Miller School co-authors of the study included Ronald C. Desrosiers, Ph.D., professor of pathology and director of research faculty development; Michael J. Ricciardi, Varian K. Bailey, Lucas Gonzalez-Nieto, Martin J. Gutman, Núria Pedreño-Lopez, Jaclyn M. Kwal, and Mauricio A. Martins, Ph.D., all in the Department of Pathology; as well as Christine L. Curry, M.D., Ph.D., assistant professor of obstetrics and gynecology; and Pascal J. Goldschmidt-Clermont, M.D., professor of medicine.
In the collaborative study, pregnant rhesus macaques were infected with ZIKV from a patient in Rio de Janeiro, Brazil, where a high rate of fetal development complications was observed. The virus used in the studies was isolated by Dr. Myrna Bonaldo at FIOCRUZ in Rio de Janeiro.
The infection resulted in the virus crossing into the amniotic fluid, resulting in fetal deaths. The researchers found there were no mutations of the virus or other factors implicated in those outcomes.
"We treated three ZIKV-infected pregnant macaques with a cocktail of ZIKV- neutralizing human monoclonal antibodies," said Magnani. "While the antibody therapy was effective in clearing the virus from the mothers' blood, it was not sufficient to clear ZIKV from the amniotic fluid. Antibodies might not cross the placenta in sufficient concentrations to block the virus.
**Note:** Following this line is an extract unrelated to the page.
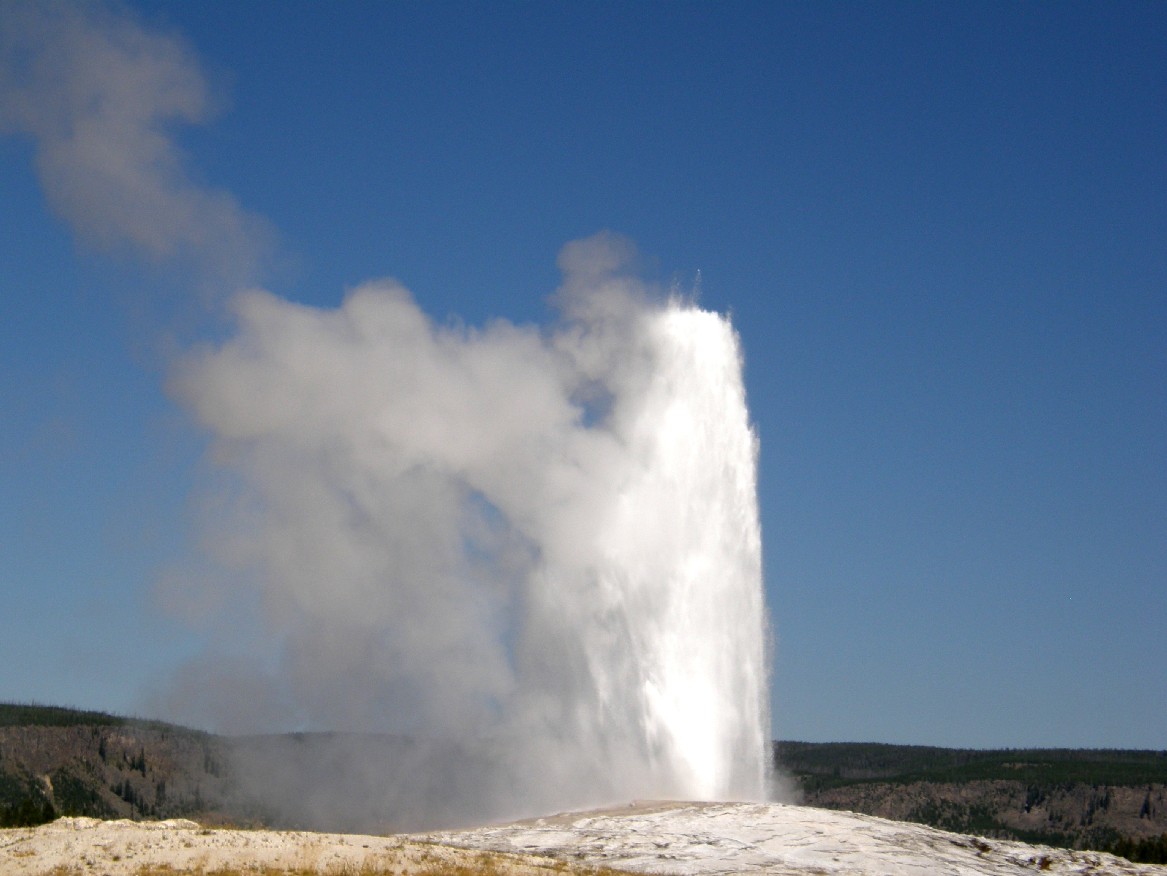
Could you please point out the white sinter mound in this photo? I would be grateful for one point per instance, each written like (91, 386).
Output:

Therefore, specific therapies will have to be developed in order to stop mother-to-fetus transmission and treat infected fetuses."
Leading the effort to engineer the antibodies to redirect the therapies to the fetus, Magnani is the principal investigator for a U.S. Department of Defense "Discovery Award" grant on "A Fetus-Targeted Antibody Therapy to Prevent Zika Virus Infection During Pregnancy."
The Miller School's laboratory studies are also supported by the National Institutes of Health, the Bill and Melinda Gates Foundation, the Jacobson Jewish Community Foundation, the Clarence Wolf Jr. & Alma B. Wolf Foundation, and private donors.